Parrish was Georgia’s highest-rated defensive back recruit. But he sat for much of the 2014 season, watching as a lower-rated freshman recruit, Dominick Sanders, emerged as a dependable starter.

It was frustrating, as Parrish confided in one of his roommates, star tailback Nick Chubb.

“I’ve been with it through it all. I saw him when he wasn’t playing at all. He was talking about how he wasn’t very happy because he wasn’t playing,” Chubb said. “Now he’s a starter and doing good things for us.”

Parrish started at the boundary corner (closest to sideline) and that’s the spot that tends to get more run plays. That’s why he’s there. (It was a good arrangement in the opener, as field corner Aaron Davis nabbed the game’s only interception.

That doesn’t mean Parrish won’t be athletic enough to make plays in the open field. He played quarterback at Brooks County High School, where he rushed for 24 touchdowns and passed for 18 more as a senior.

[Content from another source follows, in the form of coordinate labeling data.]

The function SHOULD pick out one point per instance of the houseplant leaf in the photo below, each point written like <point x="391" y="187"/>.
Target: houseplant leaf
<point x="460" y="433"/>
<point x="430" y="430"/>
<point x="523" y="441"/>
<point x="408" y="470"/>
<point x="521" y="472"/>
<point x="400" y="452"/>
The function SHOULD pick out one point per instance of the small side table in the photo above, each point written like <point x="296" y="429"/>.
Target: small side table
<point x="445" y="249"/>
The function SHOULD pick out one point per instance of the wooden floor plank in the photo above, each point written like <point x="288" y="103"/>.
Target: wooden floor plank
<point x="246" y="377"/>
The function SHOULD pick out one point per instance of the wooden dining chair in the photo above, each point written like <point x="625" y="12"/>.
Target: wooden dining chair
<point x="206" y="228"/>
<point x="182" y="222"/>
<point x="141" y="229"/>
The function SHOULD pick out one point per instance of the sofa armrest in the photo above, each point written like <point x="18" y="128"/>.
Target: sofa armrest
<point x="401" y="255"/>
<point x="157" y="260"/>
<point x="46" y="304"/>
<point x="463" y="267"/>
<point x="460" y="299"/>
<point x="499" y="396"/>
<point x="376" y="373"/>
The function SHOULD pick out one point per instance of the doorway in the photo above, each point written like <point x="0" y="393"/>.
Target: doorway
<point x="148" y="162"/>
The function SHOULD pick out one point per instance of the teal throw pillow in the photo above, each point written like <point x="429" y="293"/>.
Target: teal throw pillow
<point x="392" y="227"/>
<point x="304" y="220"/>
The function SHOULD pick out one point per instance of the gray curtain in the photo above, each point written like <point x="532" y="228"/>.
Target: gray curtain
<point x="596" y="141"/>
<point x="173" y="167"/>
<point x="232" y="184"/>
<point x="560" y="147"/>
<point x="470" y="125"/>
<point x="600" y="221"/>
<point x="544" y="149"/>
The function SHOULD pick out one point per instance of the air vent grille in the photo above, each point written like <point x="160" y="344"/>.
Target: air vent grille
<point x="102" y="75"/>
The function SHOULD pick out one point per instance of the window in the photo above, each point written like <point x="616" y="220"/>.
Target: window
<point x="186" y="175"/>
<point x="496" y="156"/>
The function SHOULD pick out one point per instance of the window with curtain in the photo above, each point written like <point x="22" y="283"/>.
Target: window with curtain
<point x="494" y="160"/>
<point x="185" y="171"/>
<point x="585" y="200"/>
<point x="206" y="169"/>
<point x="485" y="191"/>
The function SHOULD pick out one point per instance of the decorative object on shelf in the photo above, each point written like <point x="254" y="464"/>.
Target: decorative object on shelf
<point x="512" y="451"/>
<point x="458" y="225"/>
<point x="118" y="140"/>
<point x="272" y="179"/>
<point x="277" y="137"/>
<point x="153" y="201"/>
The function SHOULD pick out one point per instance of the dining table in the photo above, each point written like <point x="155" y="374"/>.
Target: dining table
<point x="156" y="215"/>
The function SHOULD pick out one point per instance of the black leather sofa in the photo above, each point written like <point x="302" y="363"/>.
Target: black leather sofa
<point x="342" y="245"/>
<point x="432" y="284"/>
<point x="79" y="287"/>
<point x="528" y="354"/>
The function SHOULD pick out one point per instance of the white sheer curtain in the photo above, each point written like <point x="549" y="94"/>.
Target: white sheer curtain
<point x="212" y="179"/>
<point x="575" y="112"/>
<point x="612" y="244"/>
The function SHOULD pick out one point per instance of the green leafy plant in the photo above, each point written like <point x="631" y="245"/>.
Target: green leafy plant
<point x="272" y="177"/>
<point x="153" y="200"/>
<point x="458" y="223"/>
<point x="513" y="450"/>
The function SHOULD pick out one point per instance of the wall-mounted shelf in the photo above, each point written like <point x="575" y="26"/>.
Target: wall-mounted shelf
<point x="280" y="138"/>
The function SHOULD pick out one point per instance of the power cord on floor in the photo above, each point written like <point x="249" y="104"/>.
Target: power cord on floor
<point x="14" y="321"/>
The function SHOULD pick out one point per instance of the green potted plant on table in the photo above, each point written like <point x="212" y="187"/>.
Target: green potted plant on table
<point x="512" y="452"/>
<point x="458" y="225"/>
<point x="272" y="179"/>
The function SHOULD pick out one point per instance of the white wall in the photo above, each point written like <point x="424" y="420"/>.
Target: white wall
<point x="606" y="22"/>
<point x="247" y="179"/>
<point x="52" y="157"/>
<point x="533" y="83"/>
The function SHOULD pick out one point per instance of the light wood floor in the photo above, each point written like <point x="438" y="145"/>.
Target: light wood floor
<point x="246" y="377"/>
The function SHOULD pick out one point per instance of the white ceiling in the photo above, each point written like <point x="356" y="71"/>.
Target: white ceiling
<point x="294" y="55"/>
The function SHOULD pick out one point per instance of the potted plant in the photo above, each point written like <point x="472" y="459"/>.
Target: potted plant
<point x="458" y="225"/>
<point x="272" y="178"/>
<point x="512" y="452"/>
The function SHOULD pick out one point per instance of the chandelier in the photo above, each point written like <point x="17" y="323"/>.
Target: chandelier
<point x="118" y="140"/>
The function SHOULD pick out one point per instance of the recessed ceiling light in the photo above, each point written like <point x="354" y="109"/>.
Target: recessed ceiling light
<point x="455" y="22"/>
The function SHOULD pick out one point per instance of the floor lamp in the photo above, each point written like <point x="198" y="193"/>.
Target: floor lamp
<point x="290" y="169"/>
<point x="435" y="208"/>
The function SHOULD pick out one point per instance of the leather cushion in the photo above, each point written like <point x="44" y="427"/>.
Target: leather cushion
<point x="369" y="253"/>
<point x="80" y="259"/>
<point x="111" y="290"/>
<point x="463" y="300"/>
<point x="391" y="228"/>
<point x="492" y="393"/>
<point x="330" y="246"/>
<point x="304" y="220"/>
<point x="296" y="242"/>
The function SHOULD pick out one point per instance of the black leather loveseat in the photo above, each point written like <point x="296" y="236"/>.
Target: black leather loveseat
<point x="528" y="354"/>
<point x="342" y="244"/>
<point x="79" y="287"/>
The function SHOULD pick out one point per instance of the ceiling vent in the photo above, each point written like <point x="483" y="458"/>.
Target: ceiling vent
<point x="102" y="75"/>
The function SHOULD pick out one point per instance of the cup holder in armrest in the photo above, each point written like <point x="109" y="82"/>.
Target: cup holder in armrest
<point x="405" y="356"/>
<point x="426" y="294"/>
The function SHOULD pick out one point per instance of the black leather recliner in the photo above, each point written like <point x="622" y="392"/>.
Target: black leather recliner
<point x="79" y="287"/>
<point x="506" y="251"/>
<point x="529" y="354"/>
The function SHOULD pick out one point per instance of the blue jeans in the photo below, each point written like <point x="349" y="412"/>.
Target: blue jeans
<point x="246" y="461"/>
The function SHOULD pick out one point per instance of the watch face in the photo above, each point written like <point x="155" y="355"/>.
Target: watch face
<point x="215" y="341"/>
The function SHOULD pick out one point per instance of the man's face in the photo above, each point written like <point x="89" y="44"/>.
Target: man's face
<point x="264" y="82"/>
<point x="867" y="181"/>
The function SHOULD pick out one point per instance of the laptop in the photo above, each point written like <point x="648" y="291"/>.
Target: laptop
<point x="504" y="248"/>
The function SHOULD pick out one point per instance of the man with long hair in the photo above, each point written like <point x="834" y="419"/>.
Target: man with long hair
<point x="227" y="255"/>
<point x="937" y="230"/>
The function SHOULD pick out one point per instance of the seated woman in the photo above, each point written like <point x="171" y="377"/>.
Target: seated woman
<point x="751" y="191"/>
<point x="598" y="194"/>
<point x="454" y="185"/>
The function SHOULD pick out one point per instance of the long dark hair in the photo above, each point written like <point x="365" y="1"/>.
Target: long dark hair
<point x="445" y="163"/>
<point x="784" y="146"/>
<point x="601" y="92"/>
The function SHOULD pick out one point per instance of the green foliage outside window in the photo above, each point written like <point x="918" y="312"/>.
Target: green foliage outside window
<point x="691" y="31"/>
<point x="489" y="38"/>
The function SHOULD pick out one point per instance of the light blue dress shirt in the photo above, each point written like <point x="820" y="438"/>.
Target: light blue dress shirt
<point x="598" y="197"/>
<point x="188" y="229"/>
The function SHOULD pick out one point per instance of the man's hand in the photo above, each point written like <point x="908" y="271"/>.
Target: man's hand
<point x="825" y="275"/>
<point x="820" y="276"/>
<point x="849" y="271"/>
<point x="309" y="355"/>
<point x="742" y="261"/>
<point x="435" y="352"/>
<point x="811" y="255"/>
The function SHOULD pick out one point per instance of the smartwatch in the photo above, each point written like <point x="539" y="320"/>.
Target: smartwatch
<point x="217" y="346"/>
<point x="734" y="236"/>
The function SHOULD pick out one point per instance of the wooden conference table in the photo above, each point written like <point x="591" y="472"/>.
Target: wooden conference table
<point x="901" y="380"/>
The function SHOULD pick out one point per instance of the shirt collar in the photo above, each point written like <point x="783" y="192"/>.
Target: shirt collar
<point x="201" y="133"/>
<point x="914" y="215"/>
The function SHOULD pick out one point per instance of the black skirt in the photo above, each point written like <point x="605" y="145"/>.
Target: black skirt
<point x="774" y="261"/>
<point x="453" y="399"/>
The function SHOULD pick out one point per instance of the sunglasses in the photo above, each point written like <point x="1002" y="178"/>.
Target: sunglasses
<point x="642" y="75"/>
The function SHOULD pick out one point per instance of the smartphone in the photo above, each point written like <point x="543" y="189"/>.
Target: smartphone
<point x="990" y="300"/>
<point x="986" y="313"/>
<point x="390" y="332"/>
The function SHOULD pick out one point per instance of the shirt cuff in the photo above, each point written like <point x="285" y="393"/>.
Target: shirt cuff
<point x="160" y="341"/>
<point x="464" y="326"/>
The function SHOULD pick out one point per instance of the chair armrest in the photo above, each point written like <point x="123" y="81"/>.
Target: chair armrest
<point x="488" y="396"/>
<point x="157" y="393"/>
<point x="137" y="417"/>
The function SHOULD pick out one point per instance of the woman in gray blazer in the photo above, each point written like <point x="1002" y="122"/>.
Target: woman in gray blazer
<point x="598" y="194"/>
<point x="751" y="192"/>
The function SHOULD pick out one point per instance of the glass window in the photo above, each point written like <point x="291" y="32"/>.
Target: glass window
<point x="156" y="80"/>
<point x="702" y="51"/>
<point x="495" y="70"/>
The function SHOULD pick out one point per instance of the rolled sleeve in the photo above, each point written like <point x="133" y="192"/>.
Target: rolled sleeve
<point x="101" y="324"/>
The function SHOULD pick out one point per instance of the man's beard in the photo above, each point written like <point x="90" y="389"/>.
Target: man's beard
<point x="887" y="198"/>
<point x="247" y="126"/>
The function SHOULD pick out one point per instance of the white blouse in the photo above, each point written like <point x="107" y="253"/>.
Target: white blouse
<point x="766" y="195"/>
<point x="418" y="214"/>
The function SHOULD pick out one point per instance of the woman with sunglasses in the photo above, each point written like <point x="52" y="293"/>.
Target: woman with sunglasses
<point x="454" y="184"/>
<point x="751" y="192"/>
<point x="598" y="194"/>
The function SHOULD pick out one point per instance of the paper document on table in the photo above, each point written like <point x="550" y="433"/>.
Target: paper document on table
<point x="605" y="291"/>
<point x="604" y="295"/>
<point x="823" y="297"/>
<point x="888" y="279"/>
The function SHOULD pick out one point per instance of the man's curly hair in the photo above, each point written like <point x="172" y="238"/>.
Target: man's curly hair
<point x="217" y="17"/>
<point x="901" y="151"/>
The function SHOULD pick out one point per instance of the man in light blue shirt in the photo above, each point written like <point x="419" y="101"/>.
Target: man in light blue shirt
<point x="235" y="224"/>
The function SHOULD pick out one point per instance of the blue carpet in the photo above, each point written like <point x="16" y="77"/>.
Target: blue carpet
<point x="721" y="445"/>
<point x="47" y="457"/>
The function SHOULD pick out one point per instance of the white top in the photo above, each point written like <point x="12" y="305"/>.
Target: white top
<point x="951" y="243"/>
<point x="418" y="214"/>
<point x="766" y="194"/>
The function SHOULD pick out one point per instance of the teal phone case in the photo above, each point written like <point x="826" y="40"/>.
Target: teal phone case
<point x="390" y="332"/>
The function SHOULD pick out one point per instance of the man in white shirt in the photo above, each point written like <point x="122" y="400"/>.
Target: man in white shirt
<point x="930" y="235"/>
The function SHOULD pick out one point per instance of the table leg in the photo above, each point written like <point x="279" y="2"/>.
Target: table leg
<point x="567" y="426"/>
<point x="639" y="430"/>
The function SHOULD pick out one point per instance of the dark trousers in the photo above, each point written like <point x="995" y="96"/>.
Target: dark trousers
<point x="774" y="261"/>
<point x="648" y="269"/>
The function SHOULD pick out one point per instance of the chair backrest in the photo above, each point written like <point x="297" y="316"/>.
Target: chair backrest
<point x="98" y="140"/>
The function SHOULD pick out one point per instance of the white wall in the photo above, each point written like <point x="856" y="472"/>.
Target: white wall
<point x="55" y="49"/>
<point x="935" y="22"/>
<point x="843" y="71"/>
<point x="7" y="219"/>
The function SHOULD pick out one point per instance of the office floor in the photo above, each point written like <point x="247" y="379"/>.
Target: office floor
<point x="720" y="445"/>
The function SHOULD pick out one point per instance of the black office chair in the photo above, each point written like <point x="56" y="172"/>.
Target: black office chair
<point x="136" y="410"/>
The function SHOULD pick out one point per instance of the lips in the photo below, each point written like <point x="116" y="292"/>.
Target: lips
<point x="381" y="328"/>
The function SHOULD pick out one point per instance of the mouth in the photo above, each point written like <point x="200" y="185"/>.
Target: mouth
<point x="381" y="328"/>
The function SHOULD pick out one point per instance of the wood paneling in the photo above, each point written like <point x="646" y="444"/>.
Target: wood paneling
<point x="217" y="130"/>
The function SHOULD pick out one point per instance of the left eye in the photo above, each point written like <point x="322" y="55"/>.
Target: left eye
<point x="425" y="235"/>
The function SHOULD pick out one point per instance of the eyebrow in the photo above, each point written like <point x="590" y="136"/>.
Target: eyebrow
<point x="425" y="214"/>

He also played safety in high school, which meant more downhill running and hitting. When he arrived at Georgia, ticketed for cornerback, secondary coach and defensive coordinator Jeremy Pruitt had to work on his tackling form.

“I started from pretty much scratch,” Parrish said.

So what did Pruitt say last Saturday?

“Good tackle,” Parrish said, leaving it at that.

Georgia receiver Malcolm Mitchell, when asked what it’s like going up against Parrish in practice, answered: “Physical.”

“He prepares me every week for press coverage, that’s for sure,” Mitchell said.

Don’t quite go assuming Parrish will end up among the team’s top tacklers. Future opponents will be bigger and faster than those at Louisiana-Monroe. He could line up against highly-recruited, highly-physical receivers at South Carolina, Alabama and Tennessee. Even this week’s opponent, Vanderbilt, has a 6-foot-4 receiver in Kris Kentera.

But Parrish is used to this by now.

“I like to feel like I’m the biggest guy on the field,” he said. “So it never bothers me.”